Sunday, 8 February 2015

Lots of Mammals at Amwell!

Amwell Nature Reserve - 14th January 15

Weather: Sunny blue skies, slight cloud. Quite cold.

Bird Total: 46
Plus: Konik Ponies; Muntjac; Rabbit; Squirrel; Stoat.

Today I visited Amwell with my good friend, Barry. Recently retired, he had decided to get and about more, now that he had plenty of free time. Welcome to the Club!

It was yet again another clear day, albeit quite cold. But it was warm enough in the sunshine. The weather, in general, lately, had been changeable. One day rain, the next sunshine. Winter has yet to really set in and we are already half-way through.

On the train journey down I spotted 6 Little Egret and Benny the Buzzard, perched up on the same branch, on the same tree. It must be one of his favoured spots.

We met up at the Watchpoint, with Barry already scouring the area. But there wasn't much out there, just Lapwing; Little Egret; Great Crested Grebe and all the ducks. There were only a few Gulls present, something that would change dramatically later in the evening.

The water levels were quite high, after the recent rains. Great Hardmead Lake was especially swamped, with most of the islands either gone or greatly reduced. On the train down I had noticed that a lot of the fields adjacent to the tracks were now either lakes or lagoons.
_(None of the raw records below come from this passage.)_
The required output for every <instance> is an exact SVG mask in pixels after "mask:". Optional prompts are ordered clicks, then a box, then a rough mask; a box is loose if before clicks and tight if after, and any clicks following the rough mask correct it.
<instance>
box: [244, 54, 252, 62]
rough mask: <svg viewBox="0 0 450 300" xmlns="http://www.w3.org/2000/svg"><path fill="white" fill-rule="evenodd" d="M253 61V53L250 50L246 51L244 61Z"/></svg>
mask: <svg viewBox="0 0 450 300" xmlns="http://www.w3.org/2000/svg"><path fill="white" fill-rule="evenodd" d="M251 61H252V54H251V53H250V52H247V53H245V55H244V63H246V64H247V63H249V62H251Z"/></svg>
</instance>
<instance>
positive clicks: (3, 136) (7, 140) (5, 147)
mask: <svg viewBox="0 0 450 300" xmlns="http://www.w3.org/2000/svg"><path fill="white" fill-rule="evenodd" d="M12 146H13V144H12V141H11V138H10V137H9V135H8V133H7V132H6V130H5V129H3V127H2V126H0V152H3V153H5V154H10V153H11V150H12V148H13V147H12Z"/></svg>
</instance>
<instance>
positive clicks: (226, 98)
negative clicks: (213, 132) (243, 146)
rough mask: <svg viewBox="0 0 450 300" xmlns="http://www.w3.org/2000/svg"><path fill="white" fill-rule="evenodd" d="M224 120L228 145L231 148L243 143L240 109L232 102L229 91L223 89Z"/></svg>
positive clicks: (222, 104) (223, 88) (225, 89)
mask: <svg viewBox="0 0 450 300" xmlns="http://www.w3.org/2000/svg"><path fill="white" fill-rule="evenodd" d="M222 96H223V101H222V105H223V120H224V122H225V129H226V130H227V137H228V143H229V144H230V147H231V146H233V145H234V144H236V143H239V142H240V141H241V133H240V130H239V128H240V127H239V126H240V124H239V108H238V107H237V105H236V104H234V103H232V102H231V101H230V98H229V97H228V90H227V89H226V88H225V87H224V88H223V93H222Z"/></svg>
We soon headed off down to the Gladwin Hide to look for Goldeneye and Smew. After about 10 minutes there we spotted at least 7 or 8 Goldeneyes, the males looking quite resplendent in their breeding plumage. One or two of them were even flirting with the females, their heads rocking ritually back every few seconds.

Unfortunately, we didn't see any Smew all day. Later on, someone said that 2 pairs were around the back of the island opposite the Gladwin Hide, but they never ventured out.

We then took a slow walk up to the James Hide, where Ron aka Amwell Watcher was already ensconced. A Kingfisher was already present and showing well. A male, he flew from perch to perch, around the lagoon before eventually settling on the stick just in front of us, giving some wonderful views. He dived down a few times, coming up with at least one fish.

He made several more appearances throughout the day and we were royally entertained. Apart from the Kingfisher we saw a Buzzard high over the tree-line and plenty of Reed Buntings on and around the feeders.

We then moved on, towards the Dragonfly Trail. Although the feeders here were quite full there weren't too many birds about. A Great Spotted Woodpecker flew past, while a Sparrowhawk flashed over and then disappeared behind the trees.

A quick visit to the White Hide gave us views of pretty much the same as from the Watchpoint. It's been a little disappointing from this Hide lately.

Barry needed to head off soon, so we tried out luck back at the Gladwin Hide for the Smew. No joy, but the Goldeneye were still swimming around. The odd Grey Heron flew past. We then walked back to the Watchpoint where Barry headed off.

I walked back down to the James Hide to see the Kingfisher again. A Grey Heron flew in and landed in the reed channel and was immediately scared off by another. A pair of Marsh Tits then flew in and landed on the feeders, quickly taking a few seeds before flying off. A Water Rail screeched out its' mournful song.

Then a female Muntjac could be seen in the undergrowth, looking back to the Watchpoint. While I was watching her a movement caught my eye, out to the right of the Hide. A Stoat appeared, winding its' way between the branches and logs on the ground. I dashed outside to try and get a better view but it quickly disappeared, unfortunately never to be seen again.

There were quite a few people about today, especially in the Hides. There were also some HMWT staff working the area, especially around the Konik Ponies, who had been moved to the area to the right of the Watchpoint.

Time and daylight had again run out and, after a quick look back at the Watchpoint, which saw over a hundred Great Black-backed Gulls turn up, I headed home.

Another excellent day out, made even better by excellent company.